The numbers are dazzling but the principle is rock simple: if a trader is faster, he can beat others in the queue. As computers and software have improved in speed, the physical distance between exchanges has become the last mile.
Flash trades rely on dedicated software (often adapted from open source) and hardware like Spread Networks' "Gold Route" to close the gap. It also helps that the majority of flash trades are made in exotically named "dark pools" - exchanges where the transactions remain secret.
Whether high-speed trading is fair or not is part of a larger argument, especially if you employ Wall Street's tortured, relativistic language. But does the notion of secret exchanges give anyone pause? Isn't secrecy the weapon of capitalism's modern villain? The Enron? The terrible Madoff?
Michael Lewis's most remarkable feat is to cut through the obfuscation and euphemism surrounding his subject and emerge firmly on the fence. While a lay-reader might call angry bullshit on the whole enterprise Lewis sees the debate as an opportunity to examine the market along capitalist principles.
He uses the tools of fiction to describe lead "characters" (real people both named and anonymous) who believe a line can be drawn, not between but across the exchanges: a boundary that will regulate trading speed and ensure fair play.

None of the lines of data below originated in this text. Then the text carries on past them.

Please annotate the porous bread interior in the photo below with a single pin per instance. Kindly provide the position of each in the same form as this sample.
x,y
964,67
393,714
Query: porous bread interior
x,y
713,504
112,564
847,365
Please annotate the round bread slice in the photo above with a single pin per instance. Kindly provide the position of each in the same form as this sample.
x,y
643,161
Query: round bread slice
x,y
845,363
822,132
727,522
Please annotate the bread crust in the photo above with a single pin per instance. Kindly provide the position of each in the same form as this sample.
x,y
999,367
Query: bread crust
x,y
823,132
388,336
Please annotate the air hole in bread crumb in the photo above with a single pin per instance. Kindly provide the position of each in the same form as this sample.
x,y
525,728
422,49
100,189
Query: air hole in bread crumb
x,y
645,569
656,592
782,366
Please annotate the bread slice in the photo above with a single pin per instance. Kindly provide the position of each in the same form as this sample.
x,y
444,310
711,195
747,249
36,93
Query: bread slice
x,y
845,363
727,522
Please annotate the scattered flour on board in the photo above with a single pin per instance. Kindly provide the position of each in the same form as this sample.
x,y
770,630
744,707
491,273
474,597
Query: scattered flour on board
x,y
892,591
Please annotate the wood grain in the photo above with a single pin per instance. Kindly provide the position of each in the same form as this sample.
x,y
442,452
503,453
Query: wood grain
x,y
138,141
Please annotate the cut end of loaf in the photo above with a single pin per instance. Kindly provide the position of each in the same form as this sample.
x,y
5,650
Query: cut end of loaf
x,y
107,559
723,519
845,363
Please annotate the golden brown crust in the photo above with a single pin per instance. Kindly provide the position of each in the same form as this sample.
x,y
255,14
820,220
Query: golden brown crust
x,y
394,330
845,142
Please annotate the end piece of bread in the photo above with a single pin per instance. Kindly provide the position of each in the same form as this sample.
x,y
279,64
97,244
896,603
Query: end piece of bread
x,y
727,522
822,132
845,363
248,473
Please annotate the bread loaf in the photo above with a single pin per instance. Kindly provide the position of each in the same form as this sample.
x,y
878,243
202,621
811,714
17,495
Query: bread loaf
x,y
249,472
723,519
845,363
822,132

An honest working trader who cannot understand why his trades are blocked. A Russian programmer with an exceptional talent for designing financial software while himself having no interest in money. A financier who decides to set up a new stock exchange that blocks high speed trading. His youthful heroes come straight from the good-guy deck.
Their fair-play solution? In part, coiling a length of fibre optic into a box to slow the signal down.
Many of the individuals' stories in Flash Boys turn on the attack on the World Trade Center on September 11, 2001. Is the author testifying to their patriotism or implying that, having survived one disaster, America is headed for another?
Lewis's blindingly intelligent and well-written expose ends with him contemplating the microwave technology that might outpace the Gold Route, but he stays mum about where it's taking us. Only the markets can decide.